To sum up: "Night on bald Mountin" is a serious and ambitious prog effort from young musicians and McDonald behind them. Unfortunately they sound too much like their idols in English progressive rock ELP, Genesis etc.. On "Two, too" they seem to relax and go nuts without losing any of their musicianship and with that attitude they manage to reveal some funny side of serious prog rock. The attitude is a bit like Zappa's in some of his works and at the same time get reminiscences of such as Sparks and Todd Rundgren too.

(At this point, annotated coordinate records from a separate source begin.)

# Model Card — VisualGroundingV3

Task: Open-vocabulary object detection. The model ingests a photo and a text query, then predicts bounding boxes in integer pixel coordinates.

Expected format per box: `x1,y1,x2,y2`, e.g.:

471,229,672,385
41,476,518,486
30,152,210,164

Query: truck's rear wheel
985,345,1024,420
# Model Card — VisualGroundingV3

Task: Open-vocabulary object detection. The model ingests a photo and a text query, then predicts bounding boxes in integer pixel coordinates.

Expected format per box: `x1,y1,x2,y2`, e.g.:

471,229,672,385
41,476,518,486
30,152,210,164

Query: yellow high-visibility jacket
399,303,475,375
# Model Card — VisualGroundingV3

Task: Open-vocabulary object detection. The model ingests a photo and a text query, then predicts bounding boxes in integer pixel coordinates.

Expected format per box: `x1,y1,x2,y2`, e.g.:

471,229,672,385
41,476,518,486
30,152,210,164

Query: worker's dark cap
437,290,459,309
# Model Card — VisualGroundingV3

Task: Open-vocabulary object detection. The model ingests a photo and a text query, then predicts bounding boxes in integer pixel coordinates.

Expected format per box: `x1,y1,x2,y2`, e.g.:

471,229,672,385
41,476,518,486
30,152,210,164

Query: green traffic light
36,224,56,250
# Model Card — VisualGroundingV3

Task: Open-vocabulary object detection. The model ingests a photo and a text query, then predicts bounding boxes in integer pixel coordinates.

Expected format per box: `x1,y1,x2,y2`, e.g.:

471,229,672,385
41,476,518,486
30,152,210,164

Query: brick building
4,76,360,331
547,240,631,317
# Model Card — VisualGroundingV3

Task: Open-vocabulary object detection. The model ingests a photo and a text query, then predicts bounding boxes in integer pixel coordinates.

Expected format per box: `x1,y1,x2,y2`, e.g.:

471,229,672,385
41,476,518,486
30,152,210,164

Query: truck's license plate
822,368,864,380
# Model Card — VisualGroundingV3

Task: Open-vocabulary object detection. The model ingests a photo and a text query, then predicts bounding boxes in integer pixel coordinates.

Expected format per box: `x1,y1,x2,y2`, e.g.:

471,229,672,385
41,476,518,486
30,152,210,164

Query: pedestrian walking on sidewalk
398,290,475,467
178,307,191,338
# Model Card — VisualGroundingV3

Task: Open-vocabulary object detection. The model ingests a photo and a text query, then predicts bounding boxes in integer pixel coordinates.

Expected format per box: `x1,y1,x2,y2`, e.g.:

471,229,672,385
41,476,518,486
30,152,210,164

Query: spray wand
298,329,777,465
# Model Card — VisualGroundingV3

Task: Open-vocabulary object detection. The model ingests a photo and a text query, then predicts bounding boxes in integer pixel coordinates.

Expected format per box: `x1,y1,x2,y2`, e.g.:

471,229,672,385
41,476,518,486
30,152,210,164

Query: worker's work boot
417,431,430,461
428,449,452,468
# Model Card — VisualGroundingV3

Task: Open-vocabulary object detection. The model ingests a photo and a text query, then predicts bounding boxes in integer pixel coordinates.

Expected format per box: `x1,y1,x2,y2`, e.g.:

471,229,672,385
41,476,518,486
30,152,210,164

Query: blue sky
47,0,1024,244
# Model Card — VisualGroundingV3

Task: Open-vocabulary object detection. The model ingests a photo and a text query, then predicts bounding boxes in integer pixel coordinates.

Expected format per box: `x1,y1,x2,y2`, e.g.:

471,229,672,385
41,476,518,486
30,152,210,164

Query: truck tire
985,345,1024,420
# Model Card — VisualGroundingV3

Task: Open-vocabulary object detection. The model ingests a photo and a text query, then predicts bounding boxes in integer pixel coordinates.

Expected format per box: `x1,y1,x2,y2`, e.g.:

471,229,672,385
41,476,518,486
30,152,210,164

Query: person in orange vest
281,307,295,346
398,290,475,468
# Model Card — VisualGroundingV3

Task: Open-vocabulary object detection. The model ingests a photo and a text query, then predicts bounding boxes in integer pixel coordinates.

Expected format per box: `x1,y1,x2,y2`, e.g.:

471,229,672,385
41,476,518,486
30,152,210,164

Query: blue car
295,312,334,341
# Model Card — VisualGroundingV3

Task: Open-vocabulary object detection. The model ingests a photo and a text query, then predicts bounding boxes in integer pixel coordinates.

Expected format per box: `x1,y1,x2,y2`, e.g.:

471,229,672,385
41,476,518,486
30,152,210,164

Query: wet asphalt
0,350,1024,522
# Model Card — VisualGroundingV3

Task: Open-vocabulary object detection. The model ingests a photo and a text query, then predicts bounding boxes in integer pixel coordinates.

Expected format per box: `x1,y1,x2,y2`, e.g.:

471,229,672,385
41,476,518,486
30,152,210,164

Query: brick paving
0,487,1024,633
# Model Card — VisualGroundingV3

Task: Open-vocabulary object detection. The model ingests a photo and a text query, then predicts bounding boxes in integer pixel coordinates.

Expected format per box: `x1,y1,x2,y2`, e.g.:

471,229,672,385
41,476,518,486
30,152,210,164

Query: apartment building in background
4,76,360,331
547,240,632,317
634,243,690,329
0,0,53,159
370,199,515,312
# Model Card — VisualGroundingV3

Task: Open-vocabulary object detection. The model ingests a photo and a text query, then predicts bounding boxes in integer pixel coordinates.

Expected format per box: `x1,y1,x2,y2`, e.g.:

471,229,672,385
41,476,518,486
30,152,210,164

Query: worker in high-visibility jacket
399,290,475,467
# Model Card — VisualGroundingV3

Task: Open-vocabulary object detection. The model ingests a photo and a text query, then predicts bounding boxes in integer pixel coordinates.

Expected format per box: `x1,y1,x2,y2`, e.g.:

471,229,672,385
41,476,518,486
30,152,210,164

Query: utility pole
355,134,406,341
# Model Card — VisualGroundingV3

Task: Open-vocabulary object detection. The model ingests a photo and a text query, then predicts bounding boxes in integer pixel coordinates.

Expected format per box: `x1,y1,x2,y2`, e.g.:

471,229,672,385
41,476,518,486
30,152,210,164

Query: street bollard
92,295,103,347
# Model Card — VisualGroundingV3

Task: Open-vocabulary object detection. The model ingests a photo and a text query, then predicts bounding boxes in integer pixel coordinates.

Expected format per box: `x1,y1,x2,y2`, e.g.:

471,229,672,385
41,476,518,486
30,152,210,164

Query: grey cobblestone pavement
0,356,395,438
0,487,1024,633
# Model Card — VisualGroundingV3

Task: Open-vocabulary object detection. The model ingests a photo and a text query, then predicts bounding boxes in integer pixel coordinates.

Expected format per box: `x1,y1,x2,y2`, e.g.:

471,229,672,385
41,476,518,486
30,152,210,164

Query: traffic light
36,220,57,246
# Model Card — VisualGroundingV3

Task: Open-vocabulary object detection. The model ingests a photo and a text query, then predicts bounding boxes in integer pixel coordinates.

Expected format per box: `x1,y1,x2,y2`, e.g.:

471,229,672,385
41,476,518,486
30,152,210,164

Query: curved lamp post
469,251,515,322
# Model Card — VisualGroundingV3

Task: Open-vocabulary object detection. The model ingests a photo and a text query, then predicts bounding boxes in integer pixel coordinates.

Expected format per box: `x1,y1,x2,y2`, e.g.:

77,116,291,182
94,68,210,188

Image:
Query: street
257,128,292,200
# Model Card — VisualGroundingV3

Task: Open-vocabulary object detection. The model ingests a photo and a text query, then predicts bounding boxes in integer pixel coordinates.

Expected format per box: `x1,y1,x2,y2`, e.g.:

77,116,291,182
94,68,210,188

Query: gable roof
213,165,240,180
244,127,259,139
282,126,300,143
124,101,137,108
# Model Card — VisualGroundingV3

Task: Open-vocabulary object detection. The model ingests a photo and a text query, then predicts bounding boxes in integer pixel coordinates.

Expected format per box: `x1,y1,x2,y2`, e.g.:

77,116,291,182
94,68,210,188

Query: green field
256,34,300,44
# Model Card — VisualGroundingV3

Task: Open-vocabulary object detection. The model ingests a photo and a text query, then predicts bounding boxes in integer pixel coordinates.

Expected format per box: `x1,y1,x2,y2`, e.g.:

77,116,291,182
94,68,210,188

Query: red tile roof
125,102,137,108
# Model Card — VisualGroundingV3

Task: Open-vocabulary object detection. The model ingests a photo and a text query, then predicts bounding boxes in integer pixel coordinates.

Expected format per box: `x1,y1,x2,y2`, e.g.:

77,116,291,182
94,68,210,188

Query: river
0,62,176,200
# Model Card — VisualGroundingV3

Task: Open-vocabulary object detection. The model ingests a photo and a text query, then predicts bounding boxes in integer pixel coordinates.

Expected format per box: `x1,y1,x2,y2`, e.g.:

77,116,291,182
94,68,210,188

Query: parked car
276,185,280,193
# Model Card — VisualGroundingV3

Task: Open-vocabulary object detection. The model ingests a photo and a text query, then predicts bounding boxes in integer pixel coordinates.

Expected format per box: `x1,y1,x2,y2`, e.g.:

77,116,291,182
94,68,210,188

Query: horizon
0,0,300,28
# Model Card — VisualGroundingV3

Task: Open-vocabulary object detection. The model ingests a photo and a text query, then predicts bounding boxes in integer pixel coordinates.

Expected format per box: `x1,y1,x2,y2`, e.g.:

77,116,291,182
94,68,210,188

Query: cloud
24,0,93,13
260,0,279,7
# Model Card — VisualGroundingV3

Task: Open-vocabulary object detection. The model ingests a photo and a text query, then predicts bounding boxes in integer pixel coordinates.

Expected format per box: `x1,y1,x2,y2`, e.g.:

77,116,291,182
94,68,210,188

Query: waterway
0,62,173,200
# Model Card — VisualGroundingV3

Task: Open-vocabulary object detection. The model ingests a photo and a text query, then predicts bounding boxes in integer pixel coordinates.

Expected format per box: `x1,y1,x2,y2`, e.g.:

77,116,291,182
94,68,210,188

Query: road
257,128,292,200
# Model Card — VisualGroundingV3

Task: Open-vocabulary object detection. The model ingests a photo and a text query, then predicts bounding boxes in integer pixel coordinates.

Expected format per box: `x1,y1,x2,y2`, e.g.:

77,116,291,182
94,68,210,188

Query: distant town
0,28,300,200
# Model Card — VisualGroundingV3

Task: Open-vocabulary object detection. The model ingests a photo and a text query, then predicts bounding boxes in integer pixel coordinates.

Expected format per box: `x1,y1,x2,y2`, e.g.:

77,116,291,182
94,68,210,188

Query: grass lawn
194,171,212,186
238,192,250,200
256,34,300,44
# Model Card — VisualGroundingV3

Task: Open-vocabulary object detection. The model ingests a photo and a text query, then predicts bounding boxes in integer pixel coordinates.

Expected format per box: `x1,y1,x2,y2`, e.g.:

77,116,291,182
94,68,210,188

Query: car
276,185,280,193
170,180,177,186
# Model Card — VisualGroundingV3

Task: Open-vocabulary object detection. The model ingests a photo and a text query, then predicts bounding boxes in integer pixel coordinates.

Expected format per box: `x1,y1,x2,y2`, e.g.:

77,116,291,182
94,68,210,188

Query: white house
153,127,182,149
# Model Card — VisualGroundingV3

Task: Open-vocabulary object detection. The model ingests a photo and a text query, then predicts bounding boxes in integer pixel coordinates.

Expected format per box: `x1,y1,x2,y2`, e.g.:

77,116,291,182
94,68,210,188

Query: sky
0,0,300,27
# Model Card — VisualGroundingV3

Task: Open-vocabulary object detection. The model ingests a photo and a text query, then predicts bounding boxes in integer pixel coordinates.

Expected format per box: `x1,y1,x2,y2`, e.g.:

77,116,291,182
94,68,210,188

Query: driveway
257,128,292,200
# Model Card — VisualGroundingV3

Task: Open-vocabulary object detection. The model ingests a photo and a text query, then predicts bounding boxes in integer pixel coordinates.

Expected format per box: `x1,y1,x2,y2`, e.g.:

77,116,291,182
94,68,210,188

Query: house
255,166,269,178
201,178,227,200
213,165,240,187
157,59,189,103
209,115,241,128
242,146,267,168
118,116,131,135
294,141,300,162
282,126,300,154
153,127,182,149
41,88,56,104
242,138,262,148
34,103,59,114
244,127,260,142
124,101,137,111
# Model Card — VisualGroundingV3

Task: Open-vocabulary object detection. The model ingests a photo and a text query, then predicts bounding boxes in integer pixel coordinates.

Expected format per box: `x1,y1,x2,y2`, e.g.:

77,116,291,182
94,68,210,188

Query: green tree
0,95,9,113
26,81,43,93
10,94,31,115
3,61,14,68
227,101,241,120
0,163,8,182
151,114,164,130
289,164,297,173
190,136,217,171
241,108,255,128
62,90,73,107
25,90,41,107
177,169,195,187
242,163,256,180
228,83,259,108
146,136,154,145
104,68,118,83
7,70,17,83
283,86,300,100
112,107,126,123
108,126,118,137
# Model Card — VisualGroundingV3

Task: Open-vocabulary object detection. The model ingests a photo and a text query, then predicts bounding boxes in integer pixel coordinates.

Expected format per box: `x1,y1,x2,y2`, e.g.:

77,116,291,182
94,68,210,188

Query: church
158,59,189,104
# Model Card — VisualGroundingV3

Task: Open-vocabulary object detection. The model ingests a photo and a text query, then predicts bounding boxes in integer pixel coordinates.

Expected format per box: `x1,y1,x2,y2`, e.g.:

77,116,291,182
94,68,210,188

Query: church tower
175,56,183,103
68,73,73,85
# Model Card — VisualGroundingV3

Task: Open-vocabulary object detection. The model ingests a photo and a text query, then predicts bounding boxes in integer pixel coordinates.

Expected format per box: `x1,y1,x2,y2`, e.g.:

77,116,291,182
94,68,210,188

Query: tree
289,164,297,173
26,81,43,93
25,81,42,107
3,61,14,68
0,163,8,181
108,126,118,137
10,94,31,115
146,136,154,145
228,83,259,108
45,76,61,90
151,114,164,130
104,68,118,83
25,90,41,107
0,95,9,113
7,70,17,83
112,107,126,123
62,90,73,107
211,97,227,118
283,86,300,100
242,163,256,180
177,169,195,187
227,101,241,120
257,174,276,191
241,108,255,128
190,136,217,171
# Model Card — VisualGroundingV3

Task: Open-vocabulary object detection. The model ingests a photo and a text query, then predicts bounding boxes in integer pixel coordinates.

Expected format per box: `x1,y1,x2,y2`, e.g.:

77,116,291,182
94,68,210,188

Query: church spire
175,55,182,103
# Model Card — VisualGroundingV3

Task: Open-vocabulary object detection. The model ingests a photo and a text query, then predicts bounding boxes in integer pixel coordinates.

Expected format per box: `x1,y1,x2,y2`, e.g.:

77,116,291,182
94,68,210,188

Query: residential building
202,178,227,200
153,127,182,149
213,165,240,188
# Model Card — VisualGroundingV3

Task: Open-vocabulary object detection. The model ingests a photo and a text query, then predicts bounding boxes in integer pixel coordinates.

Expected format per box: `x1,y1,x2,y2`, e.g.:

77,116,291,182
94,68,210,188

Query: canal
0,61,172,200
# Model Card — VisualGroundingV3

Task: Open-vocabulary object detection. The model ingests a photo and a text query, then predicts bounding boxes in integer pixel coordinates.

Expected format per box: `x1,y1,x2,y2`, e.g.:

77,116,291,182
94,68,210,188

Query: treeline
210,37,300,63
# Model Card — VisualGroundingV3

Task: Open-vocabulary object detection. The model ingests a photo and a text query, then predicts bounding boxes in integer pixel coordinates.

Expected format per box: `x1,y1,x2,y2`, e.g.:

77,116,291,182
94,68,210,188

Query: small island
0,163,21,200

I just found a term ZOLO concerning a music genre that descries such tracks on "Two, too..." as "Chinatown Boulevards", "It's about time" and "Carollon". They make the backbone of the record and "Flash" is interesting too. It makes me think if there is some self irony by them as "serious" progressive rock musicians in the lyrics of "Flash". "Flash" discreetly and boldly culminates the whole naive and cosy New Age filosophy of the most of the early prog rock.
ZOLO: The term "zolo" was first coined by Terry Sharkie via his "Zany Zolo Muzik Hour" radio show to describe a cross-section of bands and artists with similar approaches to music. Zolo is characterized by hyper, jerky rhythms, synthesized bleeps and boings, polka-dot percussion, chipper falsettos, zany imagery, and aZappa-esque sense of humor. While Zolo contains elements associated with Progressive Rock or New Wave, Zolo itself is a creative thread that runs independently of both of these genres.